Overcoming “Shopping Defeat”

Let me know if this situation sounds familiar. You’re shopping and you are becoming really upset, self conscious, frustrated, and defeated trying to find things that fit you. Tears may or may not happen. You end up leaving the store having purchased absolutely nothing, or maybe a pair of sweats because they’re “all that fit you right now.” So, does it sound familiar? I used to think that situations like these only happened on What Not to Wear, and were completely staged. Well, that was until I had my fair share of moments like that myself, and after 6 years of retail management, I saw many others having the same issues. It’s never fun nor easy to admit things aren’t fitting you the way you want, or you can’t seem to find what you were looking for. So I am here to offer the best advice I can, and hopefully help ease the process of shopping (trust me, I have my fair share of meltdowns when shopping).

First, try to not be too specific when shopping. It’s okay to go in saying that you need a new pair of jeans. It gets trickier when you want a light wash denim, but not too light, with distressing, but not too much distressing, and must hit 3 inches above the ankle. That might be a bit of an extreme example (though I’ve had some pretty similar examples to this from over the years), but you get the point. You have to be open to trying on different washes, fits, etc. The only time that this rule of thumb won’t really work is for situations like bridesmaid dresses, certain work situations, etc. You have to go in to any store with an open mind. Also don’t be afraid to ask for help from employees. Any decent retail employee will have insight to how each garment will fit, or offer other alternatives that you might not have considered.

Second, please don’t get too hung up on size. As someone who has struggled with this many times myself, I can’t stress this one enough. I can tell you the typical pep talk routine, that size is just a number (which is 1000% true but still can be annoying hearing it all of the time), but I’m going to go a bit further. As much as I would love for size to be a universal standard, it just isn’t. From brand to brand size can change. Heck, within a single brand size can be different. Materials can change which size of something you need to buy (anything that has 2% spandex or more will stretch for example), different cuts, and other factors will determine which size a person should be buying. Just be open, and don’t be afraid to go up or down a size. Sometimes going up a size can actually be more flattering, not just sizing down. Also, keep in mind each store’s target market.

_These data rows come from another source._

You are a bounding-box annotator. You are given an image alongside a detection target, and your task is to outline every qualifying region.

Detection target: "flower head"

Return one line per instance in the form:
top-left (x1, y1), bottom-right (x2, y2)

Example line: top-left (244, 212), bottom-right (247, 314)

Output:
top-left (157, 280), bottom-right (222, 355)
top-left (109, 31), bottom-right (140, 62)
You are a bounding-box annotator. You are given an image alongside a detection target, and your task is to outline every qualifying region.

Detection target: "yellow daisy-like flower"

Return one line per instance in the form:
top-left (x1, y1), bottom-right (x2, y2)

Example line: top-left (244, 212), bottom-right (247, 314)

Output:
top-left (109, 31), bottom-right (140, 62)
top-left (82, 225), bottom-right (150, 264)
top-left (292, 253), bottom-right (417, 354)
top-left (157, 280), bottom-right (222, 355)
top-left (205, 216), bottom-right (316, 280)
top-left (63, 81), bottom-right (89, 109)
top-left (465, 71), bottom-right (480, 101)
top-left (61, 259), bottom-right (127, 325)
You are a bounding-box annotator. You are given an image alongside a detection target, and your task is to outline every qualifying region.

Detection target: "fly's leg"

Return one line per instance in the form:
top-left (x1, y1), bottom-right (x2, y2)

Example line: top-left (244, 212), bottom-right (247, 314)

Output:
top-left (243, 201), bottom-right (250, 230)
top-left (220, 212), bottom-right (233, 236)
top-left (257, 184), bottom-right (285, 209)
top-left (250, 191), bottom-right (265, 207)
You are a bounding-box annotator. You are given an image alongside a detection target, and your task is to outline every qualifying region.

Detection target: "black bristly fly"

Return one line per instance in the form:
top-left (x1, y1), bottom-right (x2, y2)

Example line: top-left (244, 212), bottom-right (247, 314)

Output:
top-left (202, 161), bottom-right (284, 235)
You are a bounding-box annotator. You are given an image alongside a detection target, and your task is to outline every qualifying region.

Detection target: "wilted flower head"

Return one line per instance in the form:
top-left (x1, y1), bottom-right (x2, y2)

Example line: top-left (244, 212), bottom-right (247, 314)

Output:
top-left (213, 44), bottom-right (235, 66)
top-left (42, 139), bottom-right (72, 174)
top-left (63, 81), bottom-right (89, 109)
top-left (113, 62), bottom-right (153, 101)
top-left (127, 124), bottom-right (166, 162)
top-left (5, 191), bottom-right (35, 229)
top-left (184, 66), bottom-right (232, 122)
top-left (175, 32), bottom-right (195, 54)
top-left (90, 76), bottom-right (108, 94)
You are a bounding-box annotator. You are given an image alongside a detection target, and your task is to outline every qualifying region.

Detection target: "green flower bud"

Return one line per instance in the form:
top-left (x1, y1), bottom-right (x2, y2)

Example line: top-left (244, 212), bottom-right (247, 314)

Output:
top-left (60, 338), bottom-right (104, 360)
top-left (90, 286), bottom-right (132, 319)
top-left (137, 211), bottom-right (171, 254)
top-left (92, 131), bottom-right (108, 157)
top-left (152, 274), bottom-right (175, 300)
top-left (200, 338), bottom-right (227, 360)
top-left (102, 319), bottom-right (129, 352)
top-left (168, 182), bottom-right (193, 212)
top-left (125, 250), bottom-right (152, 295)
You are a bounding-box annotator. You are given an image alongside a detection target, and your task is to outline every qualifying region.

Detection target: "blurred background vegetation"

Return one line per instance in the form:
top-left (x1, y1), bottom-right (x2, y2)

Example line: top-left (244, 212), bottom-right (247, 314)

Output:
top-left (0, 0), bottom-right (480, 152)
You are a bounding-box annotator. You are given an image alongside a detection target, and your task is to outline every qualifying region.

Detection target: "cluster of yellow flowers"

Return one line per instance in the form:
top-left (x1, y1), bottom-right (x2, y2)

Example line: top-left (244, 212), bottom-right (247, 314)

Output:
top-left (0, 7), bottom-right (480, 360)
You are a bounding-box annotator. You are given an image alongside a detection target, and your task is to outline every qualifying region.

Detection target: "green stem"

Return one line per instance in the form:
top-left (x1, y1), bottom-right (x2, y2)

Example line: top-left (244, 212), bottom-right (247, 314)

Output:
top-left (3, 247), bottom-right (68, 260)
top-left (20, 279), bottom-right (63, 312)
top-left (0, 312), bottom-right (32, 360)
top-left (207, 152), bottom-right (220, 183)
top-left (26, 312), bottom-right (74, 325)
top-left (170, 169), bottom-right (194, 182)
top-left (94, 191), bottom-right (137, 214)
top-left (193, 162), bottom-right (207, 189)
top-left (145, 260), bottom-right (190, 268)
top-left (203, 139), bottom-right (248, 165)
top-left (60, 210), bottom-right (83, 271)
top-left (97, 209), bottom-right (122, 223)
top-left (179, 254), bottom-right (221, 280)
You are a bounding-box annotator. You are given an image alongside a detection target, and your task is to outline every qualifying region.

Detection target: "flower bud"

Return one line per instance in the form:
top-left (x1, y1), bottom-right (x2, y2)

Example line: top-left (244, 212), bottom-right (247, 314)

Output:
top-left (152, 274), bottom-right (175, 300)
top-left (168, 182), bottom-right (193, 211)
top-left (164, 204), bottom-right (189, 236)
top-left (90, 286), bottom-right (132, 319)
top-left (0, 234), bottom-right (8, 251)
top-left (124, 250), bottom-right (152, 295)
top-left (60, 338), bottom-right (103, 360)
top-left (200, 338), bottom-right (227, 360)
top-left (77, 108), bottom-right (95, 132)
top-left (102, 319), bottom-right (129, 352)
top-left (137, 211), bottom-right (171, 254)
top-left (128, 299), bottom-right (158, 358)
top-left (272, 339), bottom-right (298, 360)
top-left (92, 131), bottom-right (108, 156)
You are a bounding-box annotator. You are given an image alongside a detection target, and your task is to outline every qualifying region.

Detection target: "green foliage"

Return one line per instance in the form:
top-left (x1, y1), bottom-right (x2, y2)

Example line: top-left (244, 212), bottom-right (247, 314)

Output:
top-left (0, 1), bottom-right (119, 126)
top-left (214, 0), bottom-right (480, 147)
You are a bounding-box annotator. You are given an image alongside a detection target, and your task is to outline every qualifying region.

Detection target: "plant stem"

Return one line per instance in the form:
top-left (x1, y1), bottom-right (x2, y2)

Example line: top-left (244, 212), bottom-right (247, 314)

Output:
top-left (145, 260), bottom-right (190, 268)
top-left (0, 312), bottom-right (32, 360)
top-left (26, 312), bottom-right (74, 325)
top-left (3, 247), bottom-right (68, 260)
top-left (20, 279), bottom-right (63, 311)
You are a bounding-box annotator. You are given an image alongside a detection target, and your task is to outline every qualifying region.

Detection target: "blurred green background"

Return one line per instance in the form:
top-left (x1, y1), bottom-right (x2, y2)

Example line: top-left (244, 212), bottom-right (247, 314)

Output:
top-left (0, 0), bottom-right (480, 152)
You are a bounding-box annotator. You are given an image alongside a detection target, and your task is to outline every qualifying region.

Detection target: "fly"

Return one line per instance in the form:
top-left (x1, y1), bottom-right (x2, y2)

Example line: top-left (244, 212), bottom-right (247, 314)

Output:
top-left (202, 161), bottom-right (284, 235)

When I managed Hollister (dark time in my life that I don’t like to talk about much), I would see adults complaining about the fit. Yes things in that store run small, that’s because the target market of that brand is middle school to early high school. I would sure hope full grown adults don’t fit into the smallest sizes simply because it’s meant for a 12 year old.

Third, go shopping with someone you trust. You want someone who will give you an honest opinion but can also be gentle with their opinion. If you don’t have someone, ask an employee you trust. I hate to say it but I would never trust an H&M employee to help me in this department, but other stores absolutely!!! J. Crew, Banana Republic, Anthropologie, Ann Taylor, Nordstrom, etc will have great employees to help you. Afraid that they are on commission so they are just saying whatever you want to hear to make the sale? Think again. If you end up returning the item, they lose the sale. And many stores don’t work on commission. So be a bit more trusting with a honest opinion.

Fourth, reach out for help. One of my favorite things about using Trunk Club is knowing that I have a personal shopper/stylist on the other end. Bridget (my stylist) and I have talked multiple times about what styles I like, what I am looking for, and any special requirements that I might have. So now that I am married and wear the LDS Garment, I need bottoms that are at least to my knee and tops that have a minimum of a cap sleeve. It is nice being able to tell her these things and she keeps them in mind as she shops for me. I also can send her pictures of outfit ideas that I like and she can keep her eyes out for them. She has the ability to shop for me and alleviate any stress that could be caused.

At the end of the day, shopping shouldn’t be causing you stress. If you are getting overwhelmed take a break if you can. Go get lunch, go home, do what you need to in order to get your mind off of it for a bit. Don’t let something as silly as clothes ruin your day or your self image.